I'm looking at this list of "50 Books that Shaped the World," and I'm wondering what criteria (other than influentialness) were used, what criteria I would have used, and which I think are appropriate.
Perhaps I'm reflecting on this because it comes in conjunction with a post over on Scott Eric Kaufman's site, in which, on the one hand, I was tempted to say it is always, when confronted with the charge that someone is racist or sexist or distasteful, incumbent upon us to shift the question to why is that so? or what kind of racist, sexist, or distasteful person is s/he? or, in other words, to complicate simplistic allegations. But then I think that's only always the case if we're saying something about the accused, and many times we won't, and I wonder if we should use this reasoning to argue that we should say something about every sexist, racist, or asshole.
As I applied all this to the question of who should we work on or write about, I received the email linked above from Blackwell's. And of course there are some curious choices in the list. About 2/3 of the list is English language books, and indeed, the list was compiled by "Expert Booksellers around the UK."
So, highlights: The Qur'an; The Bible; a small handful of novels (Ulysses, Lady Chatterly's Lover, 1984, Heart of Darkness, Brave New World: overwhelmingly British, interestingly enough); Rushdie and Fanon: surely not tokenism for postcolonials?; political philosophers from Hobbes to Rousseau (no Locke) to Paine to Mill to Gandhi; Plato, but no Aristotle; Dante, but no Shakespeare; freakin' Stowe (what, now we believe Lincoln’s putative statement about her causing the war?), but no Douglass; Sartre, but no Heidegger; The Wealth of Nations, but no Kapital; but both The Communist Manifesto and Mein Kampf (somehow I see those two ridiculously grouped together...); and in the category of critical theory, Orientalism (and Ways of Seeing--does that count?); and Freud and Darwin.

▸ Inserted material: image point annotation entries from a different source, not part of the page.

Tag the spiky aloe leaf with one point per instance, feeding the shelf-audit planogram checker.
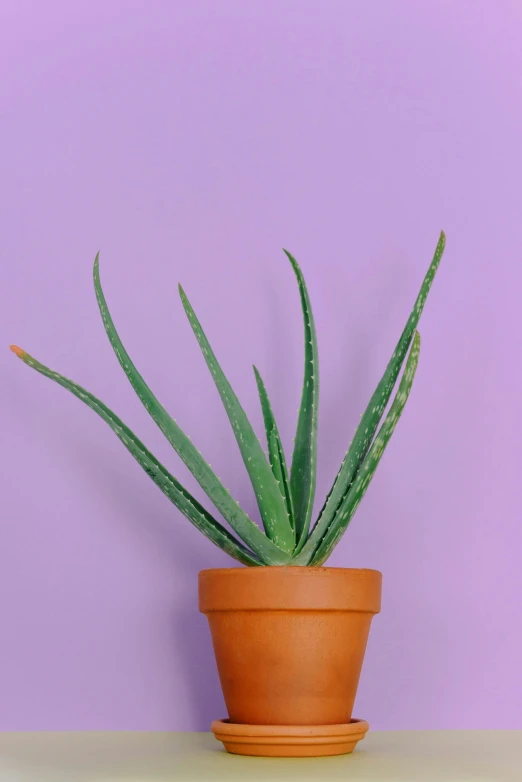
(178, 495)
(269, 498)
(372, 416)
(304, 457)
(276, 454)
(254, 538)
(356, 493)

Few female authors, though apparently de Beauvoir's and Wollstonecraft are meant to overcome the deficiency. A few bizarre choices--On the Road, are you kidding me? Top 50? Jonathan Livingston Seagull? Hmm. The Notebooks of Leonardo Da Vinci, a bit of a stretch?
Well, there's a reason I'm not paid to select books (and I always have a hard time narrowing down my reading list for classes); my list would be like... Who'm I kidding? I don't know where I'd put the limit.